Derive posterior predictive distribution using data and \(gamma(2, 1)\) prior with MC approximation.

# load data
data_a <- scan("https://www2.stat.duke.edu/courses/Fall09/sta290/datasets/Hoffdata/menchild30bach.dat") # bach
data_b <- scan("https://www2.stat.duke.edu/courses/Fall09/sta290/datasets/Hoffdata/menchild30nobach.dat") # non bach

# sufficient statistic
sy_a <- sum(data_a)
sy_b <- sum(data_b)
n_a <- length(data_a)
n_b <- length(data_b)

N <- 5000 # number of simulation
a <- 2; b <- 1 # prior information
# sample theta from posterior distribution
theta_mc_a <- rgamma(N, a + sy_a, b + n_a)
theta_mc_b <- rgamma(N, a + sy_b, b + n_b)

# sample y from posterior predictive distribution
y_pred_a <- rpois(N, theta_mc_a)
y_pred_b <- rpois(N, theta_mc_b)

# plot 
data <- data.frame(
  var = c(rep("bach", N), rep("non bach", N)),
  value = c(y_pred_a, y_pred_b)
)

p <- ggplot(data, aes(x=value, fill=var)) +
  geom_histogram(color="#e9ecef", alpha=0.6, position="dodge")

p

## `stat_bin()` using `bins = 30`. Pick better value with `binwidth`.

4-8(b)

Find 95% confidence interval for theta_b - theta_a and y_pred_b - y_pred_a

# 95% confidence interval for theta_b - theta_a
print(c(quantile(theta_mc_b - theta_mc_a, c(0.025, 0.975))))

##      2.5%     97.5% 
## 0.1488143 0.7350778

# 95% confidence interval for y_pred_b - y_pred_a
print(c(quantile(y_pred_b - y_pred_a, c(0.025, 0.975))))

##  2.5% 97.5% 
##    -3     4

It is likely that theta_b is higher than theta_a, meaning having bacheler is associated with less children.
95% confidence interval is positive for difference in theta, while it takes negative and positive for posterior predictive distribution.

4-8(c)

Obtain the empirical distribution of the data in group B. Compare this to the Poisson distribution with mean \(\hat{\theta} = 1.4\).

plotdist(data_b, "pois", discrete=TRUE, para=list(lambda = 1.4), lwd="2")
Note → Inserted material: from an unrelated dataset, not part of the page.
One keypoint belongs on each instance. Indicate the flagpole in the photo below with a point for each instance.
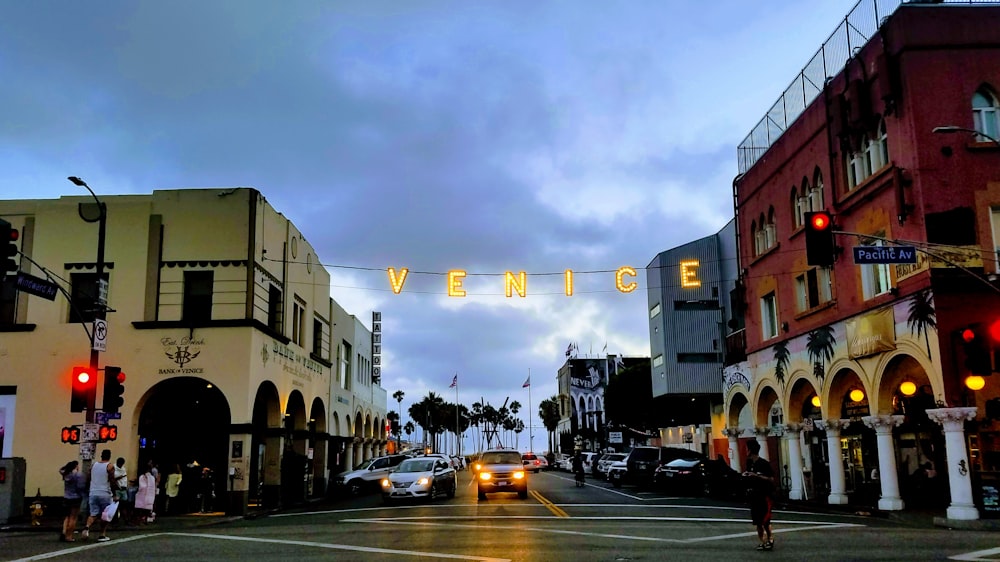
(531, 435)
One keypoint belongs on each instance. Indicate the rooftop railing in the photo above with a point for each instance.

Empirical distribution have a peak in 0 but theoretical distribution have a peak in 1. Model fit for \(y \geq 2\) but not for 0 and 1.

4-8(d)

Examine adequacy of the Poisson model by counting number of 0s and 1s in simulated dataset and compare it with observed value

n_0 <- NULL
n_1 <- NULL

n_b <- 218
for (i in 1:length(theta_mc_b)){
  y_mc <- rpois(n_b, theta[i])
  n_0 <- c(n_0, sum(y_mc == 0))
  n_1 <- c(n_1, sum(y_mc == 1))
}

plot(n_0, n_1)
points(sum(data_b == 0), sum(data_b == 1), col="red")

Observed combination of n_0 and n_1 seems to be outlier given assumed data generating process (poi with lambda=1.4). It strengthen support for the argument that poisson model is not appropriate.